BarataNews.id, Jakarta – Keputusan Pusat Pelaporan dan Analisis Transaksi Keuangan (PPATK) memblokir sementara jutaan rekening milik masyarakat yang tidak menunjukkan aktivitas transaksi selama tiga bulan terakhir menuai kontroversi. Kebijakan yang mulai diterapkan sejak Senin (28/7/2025) itu disebut sebagai upaya pencegahan tindak pidana pencucian uang.
Namun, implementasinya memicu reaksi negatif dari publik. Sejumlah warga melaporkan kesulitan mengakses dana simpanan yang digunakan untuk keperluan mendesak. Salah satu warga mengungkapkan pengalaman saat ingin menggunakan dana darurat untuk biaya pengobatan anggota keluarga, namun terhambat karena rekeningnya diblokir tanpa pemberitahuan yang memadai.
Kondisi tersebut memantik keresahan di media sosial. Beberapa pengguna bahkan menyerukan aksi penarikan dana secara massal dari perbankan sebagai bentuk protes terhadap kebijakan yang dianggap sewenang-wenang.
Minim Sosialisasi dan Rawan Menimbulkan Kepanikan
Ekonom dari Universitas Gadjah Mada (UGM), Eddy Junarsin, menilai langkah PPATK tersebut kurang dilengkapi dengan komunikasi dan sosialisasi yang baik kepada masyarakat. Ia mengatakan bahwa kebijakan pemblokiran rekening dormant seharusnya didahului dengan verifikasi ulang terhadap rekening yang tidak aktif, bukan langsung diblokir.
Menurut Eddy, meskipun dampaknya belum mengarah pada fenomena “bank run”, namun kebijakan ini tetap berpotensi mengganggu kepercayaan masyarakat terhadap sistem perbankan. Ia menyarankan agar definisi rekening dormant diperpanjang menjadi satu tahun, bukan hanya tiga bulan, untuk menghindari perlakuan yang merugikan nasabah aktif yang kebetulan tidak bertransaksi dalam waktu singkat.

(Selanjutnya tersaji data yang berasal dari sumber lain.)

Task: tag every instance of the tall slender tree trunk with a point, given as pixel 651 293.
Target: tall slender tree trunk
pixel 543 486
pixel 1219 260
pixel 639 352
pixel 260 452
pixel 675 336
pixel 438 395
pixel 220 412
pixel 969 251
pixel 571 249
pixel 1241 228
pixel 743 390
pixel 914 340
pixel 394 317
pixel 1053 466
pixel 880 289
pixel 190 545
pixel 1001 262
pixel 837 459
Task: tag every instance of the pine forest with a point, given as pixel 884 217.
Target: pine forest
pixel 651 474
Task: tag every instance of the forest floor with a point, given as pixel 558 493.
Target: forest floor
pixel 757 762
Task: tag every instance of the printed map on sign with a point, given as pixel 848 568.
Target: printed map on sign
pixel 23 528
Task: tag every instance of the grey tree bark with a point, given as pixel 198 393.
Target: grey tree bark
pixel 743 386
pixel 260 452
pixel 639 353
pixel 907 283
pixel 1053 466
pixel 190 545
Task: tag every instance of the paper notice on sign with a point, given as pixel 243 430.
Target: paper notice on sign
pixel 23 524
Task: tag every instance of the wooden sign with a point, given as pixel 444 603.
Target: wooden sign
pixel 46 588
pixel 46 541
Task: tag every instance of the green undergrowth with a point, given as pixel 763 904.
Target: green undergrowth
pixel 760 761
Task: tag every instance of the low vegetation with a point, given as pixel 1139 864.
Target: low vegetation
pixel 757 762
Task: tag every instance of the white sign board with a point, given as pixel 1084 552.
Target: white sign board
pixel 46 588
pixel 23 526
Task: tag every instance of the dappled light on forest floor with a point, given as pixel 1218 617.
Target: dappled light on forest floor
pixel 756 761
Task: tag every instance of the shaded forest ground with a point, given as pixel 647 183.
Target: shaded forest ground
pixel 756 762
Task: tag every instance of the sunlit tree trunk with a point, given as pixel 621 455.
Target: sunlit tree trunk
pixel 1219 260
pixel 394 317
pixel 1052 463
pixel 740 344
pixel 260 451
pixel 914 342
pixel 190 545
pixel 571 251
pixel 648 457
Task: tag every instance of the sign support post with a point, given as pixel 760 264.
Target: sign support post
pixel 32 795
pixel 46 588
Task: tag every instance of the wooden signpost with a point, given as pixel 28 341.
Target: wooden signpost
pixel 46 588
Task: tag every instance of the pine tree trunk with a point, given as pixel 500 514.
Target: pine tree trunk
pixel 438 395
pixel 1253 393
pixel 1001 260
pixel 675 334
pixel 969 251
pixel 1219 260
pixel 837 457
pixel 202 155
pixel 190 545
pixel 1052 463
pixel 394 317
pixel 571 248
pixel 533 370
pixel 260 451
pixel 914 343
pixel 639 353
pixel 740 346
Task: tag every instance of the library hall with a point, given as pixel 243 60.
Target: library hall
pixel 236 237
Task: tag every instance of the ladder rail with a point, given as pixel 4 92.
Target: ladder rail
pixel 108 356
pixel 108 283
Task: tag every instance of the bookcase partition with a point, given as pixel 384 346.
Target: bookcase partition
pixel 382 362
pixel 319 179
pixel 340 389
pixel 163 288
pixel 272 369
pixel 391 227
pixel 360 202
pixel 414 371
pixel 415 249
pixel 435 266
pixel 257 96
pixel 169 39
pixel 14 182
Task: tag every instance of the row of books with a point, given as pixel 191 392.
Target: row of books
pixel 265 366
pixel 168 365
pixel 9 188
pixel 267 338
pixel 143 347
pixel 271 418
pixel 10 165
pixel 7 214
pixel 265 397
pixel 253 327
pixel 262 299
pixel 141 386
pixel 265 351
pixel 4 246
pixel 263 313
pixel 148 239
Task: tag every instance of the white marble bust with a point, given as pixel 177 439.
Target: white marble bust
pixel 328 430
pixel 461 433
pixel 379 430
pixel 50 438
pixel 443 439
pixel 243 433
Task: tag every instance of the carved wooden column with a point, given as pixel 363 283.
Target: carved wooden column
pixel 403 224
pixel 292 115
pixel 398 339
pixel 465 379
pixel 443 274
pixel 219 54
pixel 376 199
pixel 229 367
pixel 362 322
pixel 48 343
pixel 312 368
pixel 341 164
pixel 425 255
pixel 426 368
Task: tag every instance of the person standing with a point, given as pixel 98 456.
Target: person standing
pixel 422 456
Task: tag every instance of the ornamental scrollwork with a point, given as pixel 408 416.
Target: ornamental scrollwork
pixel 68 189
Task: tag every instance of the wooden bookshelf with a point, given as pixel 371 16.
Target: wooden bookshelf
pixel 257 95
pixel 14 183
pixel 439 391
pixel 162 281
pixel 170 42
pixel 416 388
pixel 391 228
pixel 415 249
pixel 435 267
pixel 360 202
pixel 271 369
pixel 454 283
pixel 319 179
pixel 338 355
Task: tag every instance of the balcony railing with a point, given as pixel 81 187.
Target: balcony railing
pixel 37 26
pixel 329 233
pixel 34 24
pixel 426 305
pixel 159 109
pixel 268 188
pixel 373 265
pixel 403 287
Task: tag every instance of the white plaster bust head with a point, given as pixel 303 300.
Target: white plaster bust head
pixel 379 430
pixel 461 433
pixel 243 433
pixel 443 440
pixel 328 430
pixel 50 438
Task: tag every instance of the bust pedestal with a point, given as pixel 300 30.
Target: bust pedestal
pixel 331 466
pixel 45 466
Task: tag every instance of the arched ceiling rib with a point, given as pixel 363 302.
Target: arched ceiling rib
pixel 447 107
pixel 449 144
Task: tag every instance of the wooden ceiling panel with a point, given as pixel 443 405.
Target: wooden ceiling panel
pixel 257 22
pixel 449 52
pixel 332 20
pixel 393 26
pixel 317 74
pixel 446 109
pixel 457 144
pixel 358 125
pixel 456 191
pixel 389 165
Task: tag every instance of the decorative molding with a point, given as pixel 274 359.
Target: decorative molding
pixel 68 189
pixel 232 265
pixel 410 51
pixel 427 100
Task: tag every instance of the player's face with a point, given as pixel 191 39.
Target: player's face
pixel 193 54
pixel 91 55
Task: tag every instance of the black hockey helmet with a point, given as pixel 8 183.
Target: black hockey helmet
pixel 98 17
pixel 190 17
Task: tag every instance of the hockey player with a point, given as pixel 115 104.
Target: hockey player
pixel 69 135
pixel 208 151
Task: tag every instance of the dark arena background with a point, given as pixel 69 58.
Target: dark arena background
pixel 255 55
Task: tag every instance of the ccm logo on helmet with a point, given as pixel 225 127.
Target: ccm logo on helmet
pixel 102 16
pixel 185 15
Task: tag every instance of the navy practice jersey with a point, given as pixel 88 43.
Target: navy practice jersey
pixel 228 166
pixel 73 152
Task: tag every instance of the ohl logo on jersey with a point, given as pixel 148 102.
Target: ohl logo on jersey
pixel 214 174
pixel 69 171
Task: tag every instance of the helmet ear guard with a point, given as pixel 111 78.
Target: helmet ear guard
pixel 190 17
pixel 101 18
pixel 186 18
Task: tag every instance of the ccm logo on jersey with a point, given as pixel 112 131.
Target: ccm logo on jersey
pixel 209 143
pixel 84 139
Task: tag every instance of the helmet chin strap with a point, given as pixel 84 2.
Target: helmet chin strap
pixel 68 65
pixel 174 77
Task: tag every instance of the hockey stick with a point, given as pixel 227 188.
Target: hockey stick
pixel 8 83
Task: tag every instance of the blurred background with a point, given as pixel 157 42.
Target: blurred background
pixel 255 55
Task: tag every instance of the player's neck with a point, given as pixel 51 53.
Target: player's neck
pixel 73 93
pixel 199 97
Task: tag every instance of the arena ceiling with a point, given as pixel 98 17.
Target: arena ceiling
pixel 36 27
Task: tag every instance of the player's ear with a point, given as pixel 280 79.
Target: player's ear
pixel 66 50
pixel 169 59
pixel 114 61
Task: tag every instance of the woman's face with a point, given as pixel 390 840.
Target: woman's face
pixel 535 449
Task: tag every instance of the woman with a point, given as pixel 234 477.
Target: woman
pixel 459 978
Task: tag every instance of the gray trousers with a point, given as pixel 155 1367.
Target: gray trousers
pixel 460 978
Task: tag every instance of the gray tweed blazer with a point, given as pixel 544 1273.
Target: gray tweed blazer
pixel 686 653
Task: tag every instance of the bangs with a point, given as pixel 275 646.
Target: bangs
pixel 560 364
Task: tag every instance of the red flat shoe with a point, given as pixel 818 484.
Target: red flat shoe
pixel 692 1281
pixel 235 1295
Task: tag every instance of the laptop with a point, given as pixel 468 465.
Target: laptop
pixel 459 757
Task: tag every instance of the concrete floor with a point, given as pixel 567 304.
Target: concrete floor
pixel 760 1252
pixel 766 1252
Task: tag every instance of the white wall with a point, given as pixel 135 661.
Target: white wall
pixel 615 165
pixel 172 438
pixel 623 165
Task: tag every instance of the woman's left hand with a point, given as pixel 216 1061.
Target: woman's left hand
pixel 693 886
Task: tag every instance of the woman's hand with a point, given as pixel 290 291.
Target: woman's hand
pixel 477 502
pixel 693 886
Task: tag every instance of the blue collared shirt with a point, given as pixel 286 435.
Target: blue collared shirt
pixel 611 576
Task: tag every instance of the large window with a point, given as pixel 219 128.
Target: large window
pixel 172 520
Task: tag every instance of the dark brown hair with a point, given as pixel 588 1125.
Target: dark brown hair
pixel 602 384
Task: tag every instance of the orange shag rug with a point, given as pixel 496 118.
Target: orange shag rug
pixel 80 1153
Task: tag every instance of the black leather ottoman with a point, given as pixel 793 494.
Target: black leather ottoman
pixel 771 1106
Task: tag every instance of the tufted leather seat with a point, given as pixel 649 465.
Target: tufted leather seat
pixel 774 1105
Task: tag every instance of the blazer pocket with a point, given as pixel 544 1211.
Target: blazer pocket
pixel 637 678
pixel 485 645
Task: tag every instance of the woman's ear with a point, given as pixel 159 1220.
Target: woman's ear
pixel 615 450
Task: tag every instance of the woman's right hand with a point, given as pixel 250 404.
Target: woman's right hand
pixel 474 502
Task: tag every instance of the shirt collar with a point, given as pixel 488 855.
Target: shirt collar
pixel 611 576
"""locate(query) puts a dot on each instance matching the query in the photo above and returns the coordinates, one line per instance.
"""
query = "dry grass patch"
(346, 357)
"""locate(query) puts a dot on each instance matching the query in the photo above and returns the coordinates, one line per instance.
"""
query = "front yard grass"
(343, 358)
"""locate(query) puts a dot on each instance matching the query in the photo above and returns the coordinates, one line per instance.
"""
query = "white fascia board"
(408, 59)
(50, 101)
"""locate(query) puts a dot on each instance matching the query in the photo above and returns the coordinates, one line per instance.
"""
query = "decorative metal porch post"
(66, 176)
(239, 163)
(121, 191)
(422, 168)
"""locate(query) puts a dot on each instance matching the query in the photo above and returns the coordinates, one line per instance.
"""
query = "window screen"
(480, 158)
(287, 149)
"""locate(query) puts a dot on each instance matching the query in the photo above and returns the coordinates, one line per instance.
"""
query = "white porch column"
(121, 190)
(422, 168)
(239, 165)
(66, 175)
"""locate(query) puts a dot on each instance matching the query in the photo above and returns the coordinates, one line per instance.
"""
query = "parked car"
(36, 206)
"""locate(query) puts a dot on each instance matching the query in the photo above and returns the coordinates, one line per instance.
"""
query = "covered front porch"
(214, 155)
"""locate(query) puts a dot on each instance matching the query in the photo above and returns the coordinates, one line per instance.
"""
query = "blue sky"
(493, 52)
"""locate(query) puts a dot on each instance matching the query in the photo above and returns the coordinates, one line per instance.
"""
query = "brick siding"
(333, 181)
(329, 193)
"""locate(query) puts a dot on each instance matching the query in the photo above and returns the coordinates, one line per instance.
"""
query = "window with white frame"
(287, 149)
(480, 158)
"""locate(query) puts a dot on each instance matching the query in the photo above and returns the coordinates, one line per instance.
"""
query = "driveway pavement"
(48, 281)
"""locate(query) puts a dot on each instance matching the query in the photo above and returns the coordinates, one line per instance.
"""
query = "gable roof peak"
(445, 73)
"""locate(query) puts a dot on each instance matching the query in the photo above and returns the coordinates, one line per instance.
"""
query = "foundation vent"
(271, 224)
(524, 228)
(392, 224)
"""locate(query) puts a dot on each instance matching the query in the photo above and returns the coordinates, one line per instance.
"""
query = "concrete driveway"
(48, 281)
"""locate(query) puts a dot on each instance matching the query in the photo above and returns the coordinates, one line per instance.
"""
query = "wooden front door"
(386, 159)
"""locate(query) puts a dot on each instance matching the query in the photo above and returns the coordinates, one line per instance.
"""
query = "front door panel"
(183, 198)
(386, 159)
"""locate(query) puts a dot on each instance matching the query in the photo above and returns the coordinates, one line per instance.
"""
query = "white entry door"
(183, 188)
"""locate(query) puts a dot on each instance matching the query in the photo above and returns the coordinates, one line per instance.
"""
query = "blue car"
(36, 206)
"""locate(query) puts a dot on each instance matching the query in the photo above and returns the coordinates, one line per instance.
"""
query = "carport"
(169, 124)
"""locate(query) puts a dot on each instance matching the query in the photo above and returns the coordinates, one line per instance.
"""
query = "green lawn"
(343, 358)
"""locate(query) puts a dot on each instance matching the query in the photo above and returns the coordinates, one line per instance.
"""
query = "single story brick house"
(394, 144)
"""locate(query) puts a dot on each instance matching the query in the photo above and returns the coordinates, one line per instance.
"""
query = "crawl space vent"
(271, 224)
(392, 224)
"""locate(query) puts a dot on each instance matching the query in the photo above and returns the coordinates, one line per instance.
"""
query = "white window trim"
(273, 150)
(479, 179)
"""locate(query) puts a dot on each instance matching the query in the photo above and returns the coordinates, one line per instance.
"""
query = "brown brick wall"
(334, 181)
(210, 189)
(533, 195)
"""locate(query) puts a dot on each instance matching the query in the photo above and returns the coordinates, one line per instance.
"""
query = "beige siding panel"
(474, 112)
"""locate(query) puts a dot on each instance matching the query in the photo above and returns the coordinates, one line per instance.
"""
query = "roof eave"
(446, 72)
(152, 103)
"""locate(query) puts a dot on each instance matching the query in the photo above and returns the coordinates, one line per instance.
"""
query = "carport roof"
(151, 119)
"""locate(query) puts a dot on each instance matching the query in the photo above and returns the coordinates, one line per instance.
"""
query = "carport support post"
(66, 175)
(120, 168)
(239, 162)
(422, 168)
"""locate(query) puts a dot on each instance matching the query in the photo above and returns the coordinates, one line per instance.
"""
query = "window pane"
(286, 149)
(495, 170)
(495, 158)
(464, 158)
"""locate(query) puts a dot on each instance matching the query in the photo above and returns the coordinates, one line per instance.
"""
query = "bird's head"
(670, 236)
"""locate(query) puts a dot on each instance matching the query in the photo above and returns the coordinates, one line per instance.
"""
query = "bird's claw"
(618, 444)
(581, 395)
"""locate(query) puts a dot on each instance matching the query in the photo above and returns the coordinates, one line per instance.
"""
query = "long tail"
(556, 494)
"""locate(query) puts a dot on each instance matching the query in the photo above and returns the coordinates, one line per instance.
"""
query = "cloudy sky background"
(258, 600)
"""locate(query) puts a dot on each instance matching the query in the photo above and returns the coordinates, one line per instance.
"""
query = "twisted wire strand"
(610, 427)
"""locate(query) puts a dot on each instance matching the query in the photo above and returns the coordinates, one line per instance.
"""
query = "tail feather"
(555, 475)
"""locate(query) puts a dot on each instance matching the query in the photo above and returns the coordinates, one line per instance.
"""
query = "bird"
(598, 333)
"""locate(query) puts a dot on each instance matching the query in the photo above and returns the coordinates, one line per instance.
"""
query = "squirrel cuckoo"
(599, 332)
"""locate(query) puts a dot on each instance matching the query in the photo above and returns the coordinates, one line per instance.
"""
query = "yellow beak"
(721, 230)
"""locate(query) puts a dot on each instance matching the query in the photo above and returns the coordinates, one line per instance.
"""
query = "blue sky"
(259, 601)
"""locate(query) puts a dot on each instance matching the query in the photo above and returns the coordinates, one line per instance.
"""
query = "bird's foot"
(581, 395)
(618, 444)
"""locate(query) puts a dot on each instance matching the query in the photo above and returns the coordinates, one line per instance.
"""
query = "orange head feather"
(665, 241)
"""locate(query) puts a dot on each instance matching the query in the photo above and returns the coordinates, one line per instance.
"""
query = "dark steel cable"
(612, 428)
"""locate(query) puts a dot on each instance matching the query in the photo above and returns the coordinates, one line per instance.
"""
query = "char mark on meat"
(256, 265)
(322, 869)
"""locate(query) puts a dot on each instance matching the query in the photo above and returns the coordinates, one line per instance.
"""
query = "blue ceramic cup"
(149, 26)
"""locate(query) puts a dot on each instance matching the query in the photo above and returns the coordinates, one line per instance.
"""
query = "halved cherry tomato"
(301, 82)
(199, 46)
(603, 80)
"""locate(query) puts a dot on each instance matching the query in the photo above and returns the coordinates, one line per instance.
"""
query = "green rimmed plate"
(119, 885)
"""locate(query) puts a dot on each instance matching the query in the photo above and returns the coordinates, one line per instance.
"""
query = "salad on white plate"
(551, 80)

Selain itu, ia menekankan perlunya transparansi dalam penyampaian informasi kepada masyarakat guna menjaga stabilitas sistem keuangan dan menghindari kegelisahan publik.
PPATK Dinilai Melebihi Kewenangan Hukum
Kritik lebih tajam disampaikan oleh Anthony Budiawan, Managing Director Political Economy and Policy Studies (PEPS). Ia menilai bahwa PPATK telah melampaui batas kewenangannya.
Menurut Anthony, tugas PPATK hanya sebatas memantau lalu lintas transaksi keuangan yang mencurigakan melalui data yang diperoleh dari pihak bank. PPATK, katanya, tidak memiliki akses langsung ke rekening nasabah, termasuk saldo, apalagi melakukan pemblokiran sepihak terhadap rekening masyarakat.
Ia menegaskan bahwa tindakan tersebut berisiko menurunkan kepercayaan publik terhadap sistem perbankan nasional. Dalam sistem yang berlaku, bahkan pihak bank sendiri hanya berwenang mengubah status rekening menjadi dormant tanpa menyentuh dana nasabah.
Lebih lanjut, Anthony memperingatkan bahwa pelaksanaan kebijakan yang melampaui kewenangan lembaga berpotensi mengganggu stabilitas sistem keuangan dan menimbulkan krisis kepercayaan, baik terhadap PPATK maupun perbankan secara keseluruhan.